The Neo-Hamiltonian Temptation

David A. Strauss

Abstract

The central force behind the development of constitutional law, according to Bruce Ackerman’s magisterial We the People: The Civil Rights Revolution, is not the courts but the People, acting through the elected officials who were responsible for the civil rights laws of the 1960s. But if, as Professor Ackerman emphasizes, the Constitution should be interpreted to reflect actual decisions made by the People—rather than decisions attributed to the People by creative interpreters—it is not clear what room is left for judicial review. Ackerman shows that a true popular consensus against Jim Crow segregation did, eventually, emerge.
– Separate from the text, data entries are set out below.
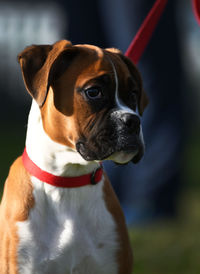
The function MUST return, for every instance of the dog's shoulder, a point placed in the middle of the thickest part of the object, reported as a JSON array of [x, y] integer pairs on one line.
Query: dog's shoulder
[[125, 255], [17, 197]]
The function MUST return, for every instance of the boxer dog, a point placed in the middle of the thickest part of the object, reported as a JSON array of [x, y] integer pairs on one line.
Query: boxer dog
[[59, 214]]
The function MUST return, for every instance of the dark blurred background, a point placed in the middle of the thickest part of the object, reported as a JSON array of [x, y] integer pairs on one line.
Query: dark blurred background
[[161, 246]]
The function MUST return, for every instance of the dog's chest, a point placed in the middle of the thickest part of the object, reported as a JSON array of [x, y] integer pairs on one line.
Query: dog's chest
[[68, 231]]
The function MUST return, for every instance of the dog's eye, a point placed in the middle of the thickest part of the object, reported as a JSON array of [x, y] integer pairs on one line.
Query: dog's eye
[[93, 93]]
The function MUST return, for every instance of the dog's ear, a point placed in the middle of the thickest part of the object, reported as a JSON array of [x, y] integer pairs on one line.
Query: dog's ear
[[143, 99], [39, 65]]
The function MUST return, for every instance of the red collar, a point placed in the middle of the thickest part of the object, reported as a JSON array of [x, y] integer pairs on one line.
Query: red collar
[[88, 179]]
But many well-settled principles of constitutional law have been established by courts without the support of such a consensus. No such consensus supported Brown v. Board of Education itself, when it was decided. To a greater extent than Professor Ackerman perhaps recognizes, his account may even ally him with skeptics who would abolish judicial review—skeptics who also, albeit in a different way, believe that the Constitution should be entrusted to the People. The great challenge to those skeptics is that they would repudiate Brown. Ackerman celebrates Brown, but he also shows that the civil rights era was an extraordinary time in which the nation eventually united to finish the work of the Civil War. The logic of Ackerman’s account suggests (although he may not intend the suggestion) that Brown was an extra-legal but morally justified intervention that was needed to start this process-and was therefore a historically exceptional event that can be accepted as consistent with general skepticism about judicial review.